Microsoft browser users kick older IE editions to the curb

With less than 20 weeks left before Microsoft stops serving security updates to most versions of Internet Explorer (IE), Windows users last month finally began ditching the soon-to-be-retired editions in significant numbers, data released yesterday showed.

Out of the blue a year ago, Microsoft told most IE users that they had to be running IE11 by Jan. 12, 2016. After that date, Microsoft will support IE9 only on the little-used Windows Vista and Windows Server 2008; IE10 only on Windows Server 2012; and only IE11 on Windows 7, Windows 8, Windows 8.1, Windows 10, Windows Server 2008 R2 and Windows Server 2012 R2. Also on the support list was the new Edge, exclusive to Windows 10.

The penalty for ignoring the order: No more browser security updates.

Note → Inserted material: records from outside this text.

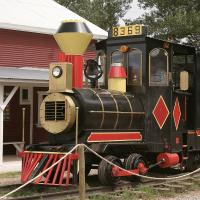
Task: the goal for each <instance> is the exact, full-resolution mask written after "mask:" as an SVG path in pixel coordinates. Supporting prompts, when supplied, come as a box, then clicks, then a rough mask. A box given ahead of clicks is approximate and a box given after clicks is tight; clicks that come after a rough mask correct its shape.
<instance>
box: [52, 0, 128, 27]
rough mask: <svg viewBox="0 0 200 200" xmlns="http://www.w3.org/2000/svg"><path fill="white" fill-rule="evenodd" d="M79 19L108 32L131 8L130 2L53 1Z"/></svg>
mask: <svg viewBox="0 0 200 200" xmlns="http://www.w3.org/2000/svg"><path fill="white" fill-rule="evenodd" d="M55 1H57V2H58V3H59V4H61V5H63V6H65V7H67V8H69V9H70V10H72V11H73V12H75V13H77V14H78V15H80V16H81V17H84V18H86V19H87V20H89V21H91V22H92V23H94V24H96V25H97V26H99V27H101V28H103V29H105V30H108V29H109V28H111V27H112V26H113V25H116V24H117V23H118V21H119V18H122V17H123V16H124V15H125V14H126V12H127V11H128V9H129V8H130V7H131V6H130V4H131V2H132V0H55Z"/></svg>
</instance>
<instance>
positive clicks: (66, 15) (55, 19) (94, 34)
mask: <svg viewBox="0 0 200 200" xmlns="http://www.w3.org/2000/svg"><path fill="white" fill-rule="evenodd" d="M63 20H81V21H84V22H86V24H87V25H88V27H89V28H90V30H91V32H92V33H93V38H94V39H106V38H107V36H108V33H107V32H106V31H104V30H103V29H101V28H99V27H98V26H96V25H94V24H93V23H91V22H89V21H87V20H86V19H84V18H82V17H80V16H79V15H77V14H76V13H74V12H72V11H70V10H69V9H67V8H65V7H63V6H61V5H59V4H58V3H56V2H55V1H54V0H0V28H3V29H11V30H19V31H27V32H34V33H43V34H50V35H51V34H54V33H56V31H57V29H58V27H59V26H60V24H61V22H62V21H63Z"/></svg>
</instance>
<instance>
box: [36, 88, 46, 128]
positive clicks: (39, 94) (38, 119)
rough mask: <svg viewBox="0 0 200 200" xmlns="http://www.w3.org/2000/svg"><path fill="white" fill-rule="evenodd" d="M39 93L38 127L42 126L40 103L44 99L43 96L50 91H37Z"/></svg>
mask: <svg viewBox="0 0 200 200" xmlns="http://www.w3.org/2000/svg"><path fill="white" fill-rule="evenodd" d="M37 94H38V120H37V127H39V128H40V127H41V123H40V105H41V103H42V101H43V96H44V95H47V94H48V91H37Z"/></svg>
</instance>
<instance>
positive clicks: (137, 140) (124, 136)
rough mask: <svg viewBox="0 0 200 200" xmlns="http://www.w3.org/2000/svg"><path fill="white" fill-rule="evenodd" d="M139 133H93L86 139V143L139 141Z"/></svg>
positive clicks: (115, 132)
mask: <svg viewBox="0 0 200 200" xmlns="http://www.w3.org/2000/svg"><path fill="white" fill-rule="evenodd" d="M141 140H142V135H141V134H140V132H103V133H102V132H96V133H95V132H94V133H91V134H90V136H89V137H88V140H87V141H88V142H116V141H141Z"/></svg>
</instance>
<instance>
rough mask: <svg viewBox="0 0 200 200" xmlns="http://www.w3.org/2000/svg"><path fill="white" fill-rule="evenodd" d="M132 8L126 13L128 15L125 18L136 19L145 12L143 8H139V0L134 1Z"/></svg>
mask: <svg viewBox="0 0 200 200" xmlns="http://www.w3.org/2000/svg"><path fill="white" fill-rule="evenodd" d="M131 7H132V8H130V10H129V11H128V12H127V13H126V15H125V16H124V17H123V18H125V19H136V18H138V17H140V16H141V15H142V14H143V13H144V10H143V9H142V8H139V6H138V1H137V0H133V2H132V4H131Z"/></svg>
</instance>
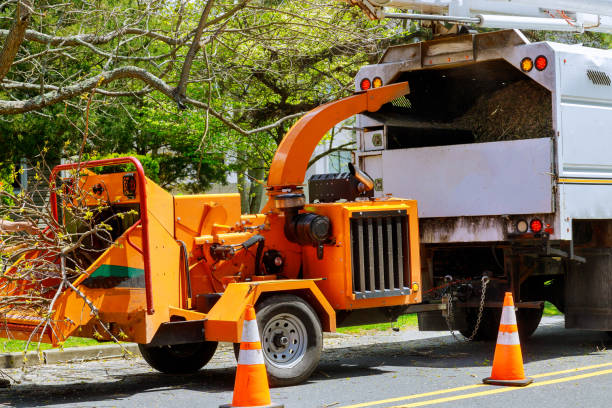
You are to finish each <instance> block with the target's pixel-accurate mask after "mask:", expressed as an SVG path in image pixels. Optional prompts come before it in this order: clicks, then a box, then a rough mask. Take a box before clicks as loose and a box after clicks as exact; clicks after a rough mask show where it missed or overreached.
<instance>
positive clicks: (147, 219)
mask: <svg viewBox="0 0 612 408" xmlns="http://www.w3.org/2000/svg"><path fill="white" fill-rule="evenodd" d="M125 163H132V164H133V165H134V167H136V174H137V176H138V178H137V185H138V192H139V195H140V217H141V218H140V222H141V225H142V235H143V241H142V256H143V258H144V270H145V282H146V285H145V293H146V301H147V313H148V314H153V313H154V310H153V291H152V282H151V252H150V245H149V212H148V209H147V189H146V185H147V184H146V177H145V173H144V168H143V167H142V164H141V163H140V161H139V160H138V159H137V158H135V157H118V158H112V159H104V160H92V161H88V162H81V163H67V164H60V165H59V166H55V167H54V168H53V171H52V172H51V176H50V178H49V180H50V185H51V197H50V199H51V210H52V211H53V216H54V217H55V219H56V220H57V193H56V192H55V188H54V187H55V180H56V178H57V175H58V174H59V172H60V171H63V170H80V169H84V168H91V167H99V166H112V165H116V164H125Z"/></svg>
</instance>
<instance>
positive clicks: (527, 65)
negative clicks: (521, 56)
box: [521, 57, 533, 72]
mask: <svg viewBox="0 0 612 408" xmlns="http://www.w3.org/2000/svg"><path fill="white" fill-rule="evenodd" d="M521 69H522V70H523V71H524V72H529V71H531V70H532V69H533V61H532V60H531V58H529V57H525V58H523V59H522V60H521Z"/></svg>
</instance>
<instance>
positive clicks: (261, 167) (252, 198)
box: [249, 167, 265, 214]
mask: <svg viewBox="0 0 612 408" xmlns="http://www.w3.org/2000/svg"><path fill="white" fill-rule="evenodd" d="M264 174H265V171H264V169H263V167H259V168H257V169H251V170H249V175H250V176H251V177H252V178H251V179H250V181H251V188H250V189H249V210H250V211H249V213H250V214H257V213H258V212H259V210H260V209H261V200H262V198H263V192H264V189H263V185H261V184H260V183H258V182H257V181H255V180H260V181H263V177H264Z"/></svg>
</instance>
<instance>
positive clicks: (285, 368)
mask: <svg viewBox="0 0 612 408" xmlns="http://www.w3.org/2000/svg"><path fill="white" fill-rule="evenodd" d="M256 309H257V325H258V326H259V331H260V336H261V348H262V351H263V355H264V360H265V363H266V370H267V371H268V379H269V381H270V384H271V385H273V386H281V387H282V386H287V385H295V384H299V383H302V382H304V381H305V380H306V379H308V377H310V375H311V374H312V372H313V371H314V370H315V369H316V368H317V366H318V365H319V359H320V358H321V350H322V348H323V333H322V329H321V322H320V321H319V318H318V316H317V314H316V313H315V311H314V310H313V309H312V307H310V305H309V304H308V303H306V302H305V301H304V300H302V299H301V298H299V297H297V296H294V295H276V296H271V297H269V298H267V299H265V300H263V301H262V302H261V303H260V304H257V306H256ZM239 349H240V344H238V343H236V344H234V352H235V353H236V357H237V356H238V352H239Z"/></svg>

Until August, users had been slow to react to the mandate, migrating to IE11 at the leisurely pace of about 1.8 percentage points in user share on average each month since Microsoft's went public with its upgrade-or-else demand.

But last month, assisted by the debut of Windows 10, 6.5% of those running a Microsoft browser adopted a safe-harbor version.

User share is a measurement generated by California-based Net Applications, which tallies unique visitors to its clients' websites, then reads browser agent strings to estimate the online user percentages running a specific browser family or the editions among such families. For example, according to Net Applications, 52.2% of the world's online users ran IE in August.

Through August, 49.6% of all instances of a Microsoft browser were IE11, Net Applications said. Substantial fractions of the user base, however, continued to run versions slated for shutoff, notably IE8, which accounted for 20.2% of all browsers built by Microsoft. But IE9 (12.9%) and IE10 (7.9%) were also used by substantial fractions of the Microsoft browser world.

Discounting IE9 and IE10 because they will be supported only on small-volume platforms -- Vista, the largest by far, powered just 1.8% of all personal computers in August -- collectively the at-risk users accounted for 42.7% of those now running Internet Explorer or Edge. That's an improvement over the 49.2% in July, thanks largely to Windows 10's upgrade roll-out and the OS's default browser, Edge, which accounted for 3.8% of all Microsoft browsers, up from a measly 0.2% the month before.

IE8 appears to be the version that will be the hardest for users to eradicate. While its share of all Microsoft browsers fell by almost 4 percentage points in August, the largest decline since last October, the six-year-old application still was preferred by more than one in five Microsoft browser fans.

IE8 is unlikely to drop beneath the share of XP among all versions of Windows -- which was 13.4% last month -- because it's the latest edition able to run on the now-unsupported operating system. But then, XP users haven't received security updates for IE8 since April 2014 anyway, so the January 2016 cut-off will be meaningless to them.

Computerworld continues to predict that, based on the rate of decline in the up-for-retirement IE editions, more than 30% of those running a Microsoft browser in January will be severed from security updates.